The Year the Internet Thought I Was MacKenzie Bezos
Soon after the story was published, I began receiving an avalanche of messages meant for MacKenzie, everything from marriage proposals to devastating stories of personal loss. Almost everyone, of course, wanted money. At first, I didn’t know what was happening, but I soon traced the problem back to Google’s search engine: If you looked up a phrase like “MacKenzie Bezos phone number,” it would often spit back the article, along with my number and email address, which were prominently displayed in a stand-alone box called a “featured snippet.” Google also began associating my number with TikTok support after I published a simple guide to using the app.

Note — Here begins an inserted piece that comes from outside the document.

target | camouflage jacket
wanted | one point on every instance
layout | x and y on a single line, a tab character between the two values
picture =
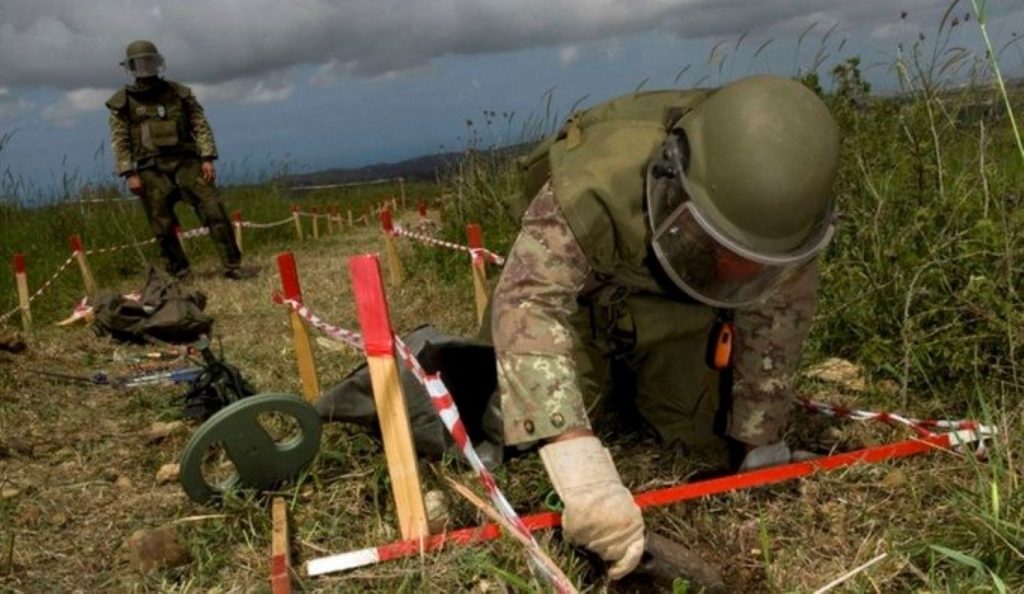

I first wrote about the problem earlier this year.
“In situations where people are searching for something like a phone number that is not readily available online, our systems are understanding these pages (that include those exact keywords plus a phone number) to be the best matches available, even if the phone number is not the correct number for that entity,” Lara Levin, a spokesperson for Google, said in an email at the time. She added that the company was planning to look at ways it could improve its system “to better recognize” when a phone number should not be resurfaced as a featured snippet.
So far, that hasn’t happened. From my perspective, the only thing that’s changed is I’ve started to hear from more people trying to reach Jeff, rather than MacKenzie. I can’t be sure, but I think the culprit is a separate article I wrote in February about the billionaire’s plan to donate $10 billion to combating climate change. Jeff Bezos and Amazon did not immediately return requests for comment.
It’s been interesting to watch the different tactics people use to contact Bezos, compared to his ex-wife. I now receive far fewer compliments about my appearance, and many more business proposals and investment opportunities. Overall, I’ve found myself reading the messages less and less. It turns out that masquerading as different billionaires does, in fact, get old.
So I’m shutting down my Google Voice number, and my WIRED email address will go dark at the end of today. I could spend a few hours removing my number from the dozens of articles where it’s posted, but deactivating it feels like the simplest, surest solution, and the right one. I’ll miss writing for WIRED, but I’m relieved that my days of being mistaken for Jeff or MacKenzie are over.